Ok – so it is easy to either celebrate these with technological fanaticism, or to jump off the other side of the docks and look at these as a step towards a Bladerunner dystopian future of artificial intelligence eating our souls. But really, there are some pretty amazing discoveries from these projects, and it appears far too early to judge. For the most part these are incredible technologies without genuine applications, true research and development that should be the foundation for playful design explorations of the future.

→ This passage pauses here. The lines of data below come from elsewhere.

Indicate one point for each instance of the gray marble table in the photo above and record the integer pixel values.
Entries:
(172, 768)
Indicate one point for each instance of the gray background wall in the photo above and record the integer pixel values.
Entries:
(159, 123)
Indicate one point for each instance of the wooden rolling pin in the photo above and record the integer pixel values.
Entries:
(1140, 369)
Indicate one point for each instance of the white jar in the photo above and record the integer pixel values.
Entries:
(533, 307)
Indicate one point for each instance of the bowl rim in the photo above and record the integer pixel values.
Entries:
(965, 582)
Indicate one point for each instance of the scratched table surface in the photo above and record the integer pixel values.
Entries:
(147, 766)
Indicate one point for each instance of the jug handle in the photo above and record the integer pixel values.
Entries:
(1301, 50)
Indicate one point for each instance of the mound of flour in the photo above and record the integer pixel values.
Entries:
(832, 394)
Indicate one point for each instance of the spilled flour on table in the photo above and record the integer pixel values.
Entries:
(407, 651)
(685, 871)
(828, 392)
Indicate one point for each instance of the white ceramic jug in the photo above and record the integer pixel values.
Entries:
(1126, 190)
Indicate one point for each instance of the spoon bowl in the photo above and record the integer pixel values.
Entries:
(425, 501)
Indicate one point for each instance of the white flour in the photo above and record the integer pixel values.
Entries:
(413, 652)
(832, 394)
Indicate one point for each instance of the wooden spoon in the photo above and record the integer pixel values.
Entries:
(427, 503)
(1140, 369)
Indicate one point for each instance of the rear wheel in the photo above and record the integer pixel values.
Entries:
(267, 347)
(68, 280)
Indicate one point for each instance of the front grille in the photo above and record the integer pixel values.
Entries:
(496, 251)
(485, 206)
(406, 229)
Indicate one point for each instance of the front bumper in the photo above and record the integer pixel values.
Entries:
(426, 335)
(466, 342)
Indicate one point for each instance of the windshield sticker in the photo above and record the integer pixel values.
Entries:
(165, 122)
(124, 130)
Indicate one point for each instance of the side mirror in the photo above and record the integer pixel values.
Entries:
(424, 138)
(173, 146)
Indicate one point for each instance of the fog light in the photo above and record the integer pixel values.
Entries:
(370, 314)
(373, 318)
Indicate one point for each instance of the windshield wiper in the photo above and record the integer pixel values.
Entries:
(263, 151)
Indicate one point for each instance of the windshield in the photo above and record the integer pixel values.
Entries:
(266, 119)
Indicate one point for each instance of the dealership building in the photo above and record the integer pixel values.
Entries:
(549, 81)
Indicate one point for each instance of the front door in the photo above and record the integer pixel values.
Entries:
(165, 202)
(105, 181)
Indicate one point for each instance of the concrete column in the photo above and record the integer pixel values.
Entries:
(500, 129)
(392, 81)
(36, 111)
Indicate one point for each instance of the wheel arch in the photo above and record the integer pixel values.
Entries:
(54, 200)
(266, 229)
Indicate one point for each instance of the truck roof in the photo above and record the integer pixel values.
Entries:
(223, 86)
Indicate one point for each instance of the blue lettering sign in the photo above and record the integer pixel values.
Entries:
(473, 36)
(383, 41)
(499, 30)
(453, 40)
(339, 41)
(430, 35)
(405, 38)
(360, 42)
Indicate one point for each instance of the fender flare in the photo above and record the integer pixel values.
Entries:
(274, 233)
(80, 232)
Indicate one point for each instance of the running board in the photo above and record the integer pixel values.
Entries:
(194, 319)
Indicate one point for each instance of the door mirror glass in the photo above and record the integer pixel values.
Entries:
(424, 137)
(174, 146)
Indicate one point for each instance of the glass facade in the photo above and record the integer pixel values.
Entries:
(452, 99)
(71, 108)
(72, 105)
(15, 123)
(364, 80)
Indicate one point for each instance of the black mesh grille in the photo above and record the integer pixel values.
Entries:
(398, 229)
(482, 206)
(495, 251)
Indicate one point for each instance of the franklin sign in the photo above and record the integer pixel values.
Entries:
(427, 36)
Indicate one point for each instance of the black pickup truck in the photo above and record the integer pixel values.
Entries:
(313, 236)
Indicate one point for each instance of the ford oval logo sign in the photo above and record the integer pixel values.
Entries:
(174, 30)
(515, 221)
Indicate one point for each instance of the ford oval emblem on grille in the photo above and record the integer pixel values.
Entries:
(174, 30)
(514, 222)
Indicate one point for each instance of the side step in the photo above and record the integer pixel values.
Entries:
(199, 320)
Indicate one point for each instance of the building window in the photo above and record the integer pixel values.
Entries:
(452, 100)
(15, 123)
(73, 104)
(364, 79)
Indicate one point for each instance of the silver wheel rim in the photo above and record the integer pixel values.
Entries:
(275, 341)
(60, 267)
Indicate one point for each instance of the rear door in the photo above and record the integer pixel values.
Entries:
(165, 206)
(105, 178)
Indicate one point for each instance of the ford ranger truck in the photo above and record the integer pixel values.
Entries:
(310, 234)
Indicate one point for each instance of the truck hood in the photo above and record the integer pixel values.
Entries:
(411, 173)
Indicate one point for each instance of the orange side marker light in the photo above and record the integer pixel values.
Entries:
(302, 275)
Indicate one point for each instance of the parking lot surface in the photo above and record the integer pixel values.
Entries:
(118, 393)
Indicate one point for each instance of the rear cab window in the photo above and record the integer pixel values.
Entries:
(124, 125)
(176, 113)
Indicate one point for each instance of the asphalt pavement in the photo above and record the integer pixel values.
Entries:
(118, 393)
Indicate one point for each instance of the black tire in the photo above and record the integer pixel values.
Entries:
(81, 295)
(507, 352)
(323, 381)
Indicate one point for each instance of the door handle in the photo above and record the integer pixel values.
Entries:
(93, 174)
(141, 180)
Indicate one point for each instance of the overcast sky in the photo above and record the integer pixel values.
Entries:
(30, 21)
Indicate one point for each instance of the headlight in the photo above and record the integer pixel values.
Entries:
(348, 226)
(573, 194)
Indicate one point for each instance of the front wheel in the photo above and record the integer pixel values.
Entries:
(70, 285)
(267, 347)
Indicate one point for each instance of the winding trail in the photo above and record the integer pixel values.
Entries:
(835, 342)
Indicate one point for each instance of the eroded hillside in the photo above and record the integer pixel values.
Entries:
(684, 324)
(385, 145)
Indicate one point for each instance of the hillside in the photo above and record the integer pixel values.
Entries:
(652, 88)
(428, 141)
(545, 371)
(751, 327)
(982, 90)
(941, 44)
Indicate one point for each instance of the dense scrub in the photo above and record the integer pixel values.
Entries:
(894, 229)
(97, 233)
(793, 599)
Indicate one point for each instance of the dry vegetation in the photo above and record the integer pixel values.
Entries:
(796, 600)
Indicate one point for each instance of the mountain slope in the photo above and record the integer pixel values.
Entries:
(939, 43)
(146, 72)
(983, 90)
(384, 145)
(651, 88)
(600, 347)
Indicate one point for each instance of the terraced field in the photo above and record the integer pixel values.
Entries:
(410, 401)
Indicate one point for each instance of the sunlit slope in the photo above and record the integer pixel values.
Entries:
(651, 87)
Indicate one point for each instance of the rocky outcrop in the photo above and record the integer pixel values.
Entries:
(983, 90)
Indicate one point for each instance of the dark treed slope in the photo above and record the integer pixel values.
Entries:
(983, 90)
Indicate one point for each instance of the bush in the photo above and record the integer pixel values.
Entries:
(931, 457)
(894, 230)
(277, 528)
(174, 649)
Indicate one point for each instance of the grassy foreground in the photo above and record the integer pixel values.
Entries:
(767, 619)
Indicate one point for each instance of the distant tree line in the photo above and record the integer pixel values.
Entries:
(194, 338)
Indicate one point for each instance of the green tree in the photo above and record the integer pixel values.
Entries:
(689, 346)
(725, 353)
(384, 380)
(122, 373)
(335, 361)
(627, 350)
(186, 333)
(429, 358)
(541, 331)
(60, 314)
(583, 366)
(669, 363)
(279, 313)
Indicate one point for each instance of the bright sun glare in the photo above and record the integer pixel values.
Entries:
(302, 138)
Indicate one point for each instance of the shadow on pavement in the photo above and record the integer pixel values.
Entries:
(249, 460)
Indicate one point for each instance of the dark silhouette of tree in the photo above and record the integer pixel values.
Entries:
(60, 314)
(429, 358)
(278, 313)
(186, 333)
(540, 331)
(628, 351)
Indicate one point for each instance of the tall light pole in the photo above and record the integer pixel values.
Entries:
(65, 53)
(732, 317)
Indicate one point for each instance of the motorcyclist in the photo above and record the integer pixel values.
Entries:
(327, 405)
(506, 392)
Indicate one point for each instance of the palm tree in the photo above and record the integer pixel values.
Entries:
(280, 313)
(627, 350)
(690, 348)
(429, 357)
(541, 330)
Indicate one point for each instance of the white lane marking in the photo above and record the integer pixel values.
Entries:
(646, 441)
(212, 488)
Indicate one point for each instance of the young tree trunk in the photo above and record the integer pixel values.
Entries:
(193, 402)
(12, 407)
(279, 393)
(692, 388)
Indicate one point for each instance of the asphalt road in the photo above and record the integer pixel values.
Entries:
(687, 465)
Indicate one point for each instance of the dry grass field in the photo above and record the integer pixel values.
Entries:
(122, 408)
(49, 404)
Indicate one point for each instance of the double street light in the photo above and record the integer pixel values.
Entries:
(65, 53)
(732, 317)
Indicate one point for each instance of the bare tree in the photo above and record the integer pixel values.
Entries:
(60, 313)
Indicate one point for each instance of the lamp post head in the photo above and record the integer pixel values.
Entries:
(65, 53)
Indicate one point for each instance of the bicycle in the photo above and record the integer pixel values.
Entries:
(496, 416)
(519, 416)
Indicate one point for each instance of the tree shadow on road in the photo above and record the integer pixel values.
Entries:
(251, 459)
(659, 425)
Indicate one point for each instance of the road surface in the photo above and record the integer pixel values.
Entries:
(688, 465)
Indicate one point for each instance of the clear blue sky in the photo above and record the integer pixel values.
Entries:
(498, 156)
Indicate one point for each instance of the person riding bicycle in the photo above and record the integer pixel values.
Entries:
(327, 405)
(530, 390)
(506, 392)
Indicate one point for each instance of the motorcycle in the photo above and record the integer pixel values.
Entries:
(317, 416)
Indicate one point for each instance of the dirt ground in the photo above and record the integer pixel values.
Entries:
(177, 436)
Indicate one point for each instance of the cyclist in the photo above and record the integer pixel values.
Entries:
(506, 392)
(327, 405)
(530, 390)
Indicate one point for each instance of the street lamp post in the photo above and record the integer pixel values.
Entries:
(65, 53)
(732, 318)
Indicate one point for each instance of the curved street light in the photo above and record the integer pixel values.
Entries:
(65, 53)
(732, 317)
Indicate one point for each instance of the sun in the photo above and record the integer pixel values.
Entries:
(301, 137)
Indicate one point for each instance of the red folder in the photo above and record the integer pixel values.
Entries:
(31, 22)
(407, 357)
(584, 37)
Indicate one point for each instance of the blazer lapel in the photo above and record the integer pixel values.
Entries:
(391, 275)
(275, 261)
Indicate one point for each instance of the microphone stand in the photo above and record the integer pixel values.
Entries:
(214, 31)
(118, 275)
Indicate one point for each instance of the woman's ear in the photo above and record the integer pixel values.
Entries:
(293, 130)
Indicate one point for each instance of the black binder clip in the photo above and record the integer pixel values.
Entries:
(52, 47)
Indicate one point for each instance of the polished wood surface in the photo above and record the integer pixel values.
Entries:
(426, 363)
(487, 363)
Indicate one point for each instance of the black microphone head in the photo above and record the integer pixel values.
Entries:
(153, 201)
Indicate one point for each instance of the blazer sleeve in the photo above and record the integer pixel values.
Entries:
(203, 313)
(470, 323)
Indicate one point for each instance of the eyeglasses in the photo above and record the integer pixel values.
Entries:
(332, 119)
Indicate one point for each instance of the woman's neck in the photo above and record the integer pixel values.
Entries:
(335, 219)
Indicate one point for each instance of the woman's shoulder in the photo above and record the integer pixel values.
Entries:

Flexible arms inspired by the elephant trunk, and finger grips inspired from flexible fish fins
The finger grippers above are amazing (although all comic book nerds reading this are recognizing the similarities to Doctor Octopus – the terrible spiderman villain). By using thin wall structures and the perfect shape, these fin/fingers are able to close around a shape extremely delicately, without the need for articulated and complicated joints. The results are incredibly flexible grippers that are extremely simple to control. They appear to only require instructions for opening and closing, and allow the inherent intelligence of the shape to do the rest.
This is the sort of thinking is outlined in Dr Julian Vincent’s research. It highlights that “smart” technology need not be an enormous array of sensors and highly complex computing/processing power. This is inherent in most natural materials and structures, and yet seems to be a rare emerging property in human applications.
In previous scenarios of sustainability I have obsessed about modular fabrication and customization of components. These complex little cubes seem to up the anti from the perspective of larger scale robotic elements. They are little articulated modules that plug into one another allowing flexibility of rotation and manipulation. They are more bulky than the elegant flexible trunks outlined above, and don’t appear to have been as developed as some of the other ideas, but they represent an interesting concept. Each module seems to have the ability to rotate, and includes either further interconnecting interfaces, or little hand grippers.
There needs to be more interesting scenarios of application around these modules. It appears to suffer from severe redundancy issues with the complicated connection interfaces, but perhaps some concepts using these as connection points between beams, pipes and other structural members could be suggestive of modular architecture and or product designs.
Fly like a bird
This is simply crazy. The collaborators along with Festo literally built a bird. It has no helium, so it is not lighter than air like the other Penguin and Stingray models, and actually has the right articulating wings to generate lift etc. Click on the image above and there is an amazing movie outlining the process of designing and building this weird and fascinating machine.
The final prototype is able to lift itself into the air off the ground and fly around in the wind. It glides, flaps and moves eerily similar to a normal gull, and has articulated wings with a particular torquing structure that is apparently the latest and greatest fluid dynamic thinking.
It’s all pretty wild and wonderful. Not sure what the next step in this project is… likely military drones, since it is where all the money is, but it clearly highlights an important evolution in the mechanisms of flight.
So… what are the thoughts around these projects? They’re incredible, literal translations of nature, but what will these technologies be the foundation of in the future? Who needs this thinking beyond the automation and fabrication realm? Not sure that my jet lagged brain has the answers to these questions right now, but will be curious to follow these developments.